Giù la maschera!

by Mauro 26. febbraio 2017 09:23

     La paura dell’abbandono, quella dell’essere dimenticati, è una delle emozioni che almeno una volta ha attraversato la storia di ciascuno. Non è facile sostenere l’assenza dell’altro, la mancanza e il sentirsi dimenticati. Ciascuno è fatto per stare in relazione e il sapere sostenere il tempo di solitudine è frutto di un percorso in cui ci si è sentiti riconosciuti e amati gratuitamente.

In questa domenica il profeta Isaia (49, 14-15) ha delle parole dense di significato. Con esse allinea l’aspettativa umana rimandandola all’esperienza con Dio, l’unico da cui si può sperimentare un riconoscimento così grande da potere sanare ogni delusione o ferita.

Sempre più mi rendo conto, durante il mio ascolto quotidiano, di come l’umanità abbisogni di questa scoperta per riconciliarsi con la propria storia perché, altrimenti, un’aspettativa mal riposta non fa altro che acuire ripetute delusioni e melanconie esistenziali. Risuona, a tal proposito, la parola di Isaia: «Anche se costoro si dimenticassero, io invece non ti dimenticherò mai ».

Non si tratta di una mera rassicurazione consolatoria, è ben altra l’affermazione del profeta. È l’espressione di tenerezza di un Dio che non si arrende ma si spende totalmente per la sua creatura riconosciuta come figlia e cioè non estranea a sé!

Si, l’esperienza cristiana può essere letta proprio secondo una prospettiva di familiarità in cui la relazione del Padre non è solo in termini di misericordia ma anche di tenerezza. Se la misericordia manifesta questo duplice movimento di accoglienza generativa e restituzione alla vita, cioè di cura e di riconsegna responsabile alla propria autonomia, la tenerezza dice ancora di più: racconta l’interesse che non viene mai meno malgrado le tante resistenze e fratture procurate dall’essere umano.

È alla luce di questa esperienza che è possibile comprendere il mirabile passo evangelico (Mt 6, 24-34). «Osservate come crescono i gigli del campo: non faticano e non filano.

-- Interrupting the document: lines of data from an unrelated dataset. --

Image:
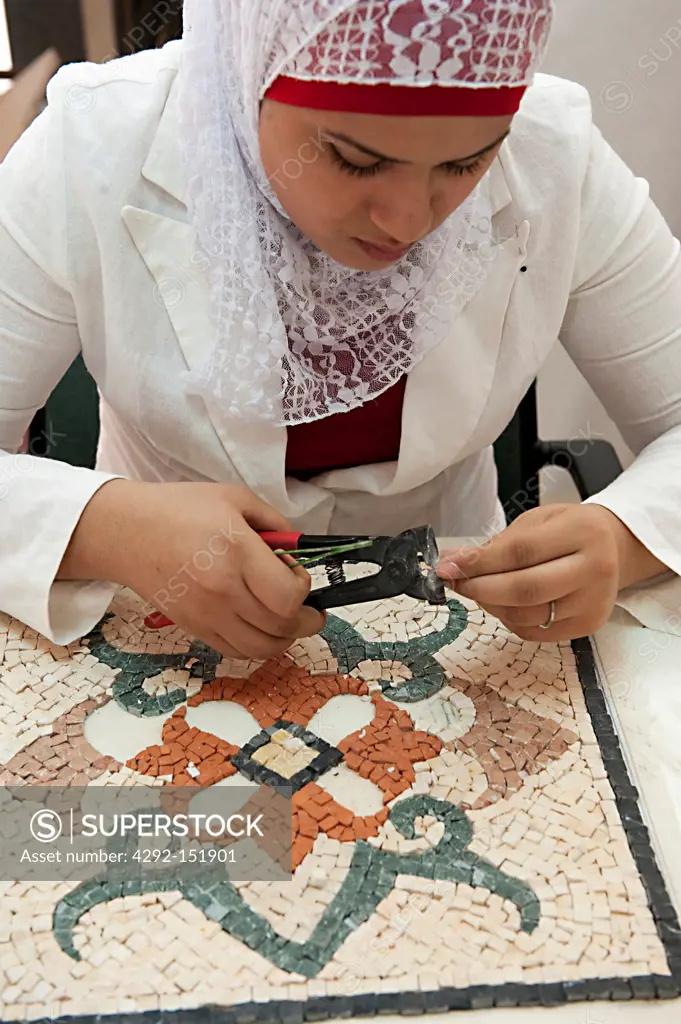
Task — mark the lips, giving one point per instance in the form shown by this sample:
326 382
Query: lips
382 253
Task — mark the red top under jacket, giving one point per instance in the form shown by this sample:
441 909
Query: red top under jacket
364 436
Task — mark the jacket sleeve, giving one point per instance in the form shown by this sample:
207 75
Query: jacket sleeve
623 330
41 501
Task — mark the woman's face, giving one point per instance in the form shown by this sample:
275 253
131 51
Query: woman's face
366 187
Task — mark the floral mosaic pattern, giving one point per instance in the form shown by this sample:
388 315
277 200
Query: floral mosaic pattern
457 841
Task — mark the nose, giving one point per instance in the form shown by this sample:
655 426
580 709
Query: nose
402 211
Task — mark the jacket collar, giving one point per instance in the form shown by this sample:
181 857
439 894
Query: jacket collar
164 165
168 246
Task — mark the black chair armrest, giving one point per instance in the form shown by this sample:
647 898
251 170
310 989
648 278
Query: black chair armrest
592 464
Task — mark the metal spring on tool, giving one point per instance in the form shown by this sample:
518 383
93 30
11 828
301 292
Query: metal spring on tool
335 571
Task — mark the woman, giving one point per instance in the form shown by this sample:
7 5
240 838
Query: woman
314 255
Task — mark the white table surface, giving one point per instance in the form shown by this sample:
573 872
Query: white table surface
640 670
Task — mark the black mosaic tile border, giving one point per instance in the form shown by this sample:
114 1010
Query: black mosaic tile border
484 996
327 757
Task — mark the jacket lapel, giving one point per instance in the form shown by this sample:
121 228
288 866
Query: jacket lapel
167 243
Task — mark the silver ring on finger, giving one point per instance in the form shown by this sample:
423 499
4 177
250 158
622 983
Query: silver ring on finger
552 616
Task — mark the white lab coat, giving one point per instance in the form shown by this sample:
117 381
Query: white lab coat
97 255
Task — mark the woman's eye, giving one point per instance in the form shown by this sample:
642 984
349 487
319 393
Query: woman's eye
355 169
461 169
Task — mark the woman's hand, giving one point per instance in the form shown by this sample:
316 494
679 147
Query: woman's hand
579 556
192 550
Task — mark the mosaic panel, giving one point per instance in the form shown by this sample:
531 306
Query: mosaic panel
465 832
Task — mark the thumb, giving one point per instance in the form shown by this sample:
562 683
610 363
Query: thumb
262 517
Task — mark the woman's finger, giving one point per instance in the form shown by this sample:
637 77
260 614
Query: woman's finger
538 537
534 616
271 583
527 588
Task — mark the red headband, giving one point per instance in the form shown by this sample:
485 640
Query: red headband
401 100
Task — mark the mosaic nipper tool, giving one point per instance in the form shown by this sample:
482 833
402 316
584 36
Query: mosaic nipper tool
408 565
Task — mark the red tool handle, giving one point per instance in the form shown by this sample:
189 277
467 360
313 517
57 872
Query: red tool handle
277 542
157 621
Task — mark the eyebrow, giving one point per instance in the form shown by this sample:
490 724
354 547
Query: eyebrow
393 160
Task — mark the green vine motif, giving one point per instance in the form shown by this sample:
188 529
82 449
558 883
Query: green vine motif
345 643
349 647
134 669
370 880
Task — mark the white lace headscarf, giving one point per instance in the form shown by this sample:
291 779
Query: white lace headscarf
299 336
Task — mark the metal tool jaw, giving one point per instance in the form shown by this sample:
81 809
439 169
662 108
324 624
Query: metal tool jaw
408 565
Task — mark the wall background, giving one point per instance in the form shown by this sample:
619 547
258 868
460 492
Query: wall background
628 54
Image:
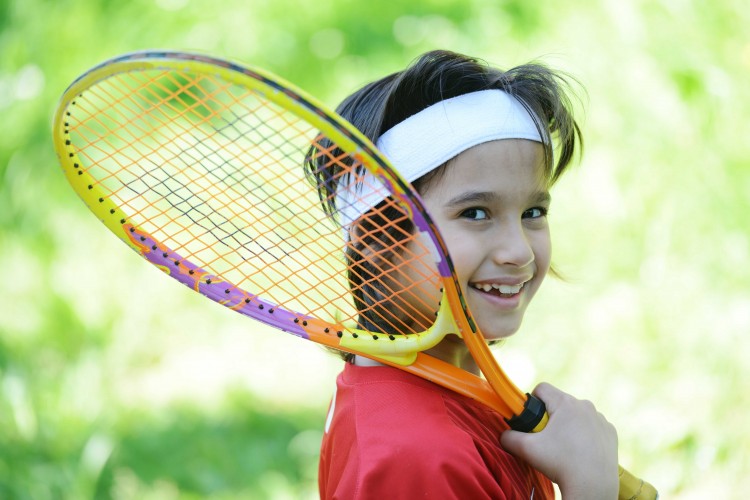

Eppure io vi dico che neanche Salomone, con tutta la sua gloria, vestiva come uno di loro». È carico di rimandi che non sono da leggersi con tono suggestivo, non è di poesia che si tratta, ma esprimono quale radicalità e forza può reggere il cammino dell’uomo malgrado le tempeste. 

«Cercate invece, anzitutto, il regno di Dio e la sua giustizia, e tutte queste cose vi saranno date in aggiunta». Ecco la priorità che cambia lo stato della questione, il Regno di Dio non può essere cercato con affanno ma con atteggiamento di cammino quotidiano come ad indicare che c’è una meta che si potrà raggiungere perseverando in una direzione e, di conseguenza, lasciando perdere tanti altri meandri.

L’affanno invece, è frutto dell’ansia per il domani, è uno dei mali del nostro tempo. Poco siamo abituati a stare nell’oggi, il momento attuale è inquieto perché si rimugina quello che di dovrà fare poi per chissà cosa ottenere. Viviamo una cultura performativa basata sulla prestazione da offrire a cominciare dalle apparenze, secondo precisi canoni estetici, e per finire ai comportamenti, stili di vita, cose da avere per essere qualcuno.

Continua, il testo, nel precisare: “e la sua giustizia”. Di quale giustizia si parla? L’umanità che non conosce Dio agisce secondo una logica di appropriazione-accumulo in quanto “deve farsi da sé”. È l’orizzonte che genera guerre tra popoli e lotte intestine tra vicini o parenti, vendette e continue prevaricazioni degli uni sugli altri.

È di altra giustizia che si tratta, quella che scaturisce da un rapporto di intimità con Dio, dal guardare e lasciarsi trovare dalla Sua presenza. Scoprire che la giustizia di Dio non è frutto di una soddisfazione sull’altro, cioè  dell’ammissione di colpa del peccatore! Questa, piuttosto è conseguenza di una commovente conoscenza: è Dio a pagare il prezzo accettando di essere rifiutato fino a vedere la crocifissione del Figlio. La propria sofferenza, cioè, non fa venire meno l’Amore, il profondo desiderio di bene, anzi, l’Amore cresce perché la tenerezza aumenta in chi sa che l’altro rischia di sciupare la bellezza della sua esistenza. 

In questi giorni di euforia carnevalesca forse è proprio il caso di fermarci e mettere giù le maschere, per tornare a vivere!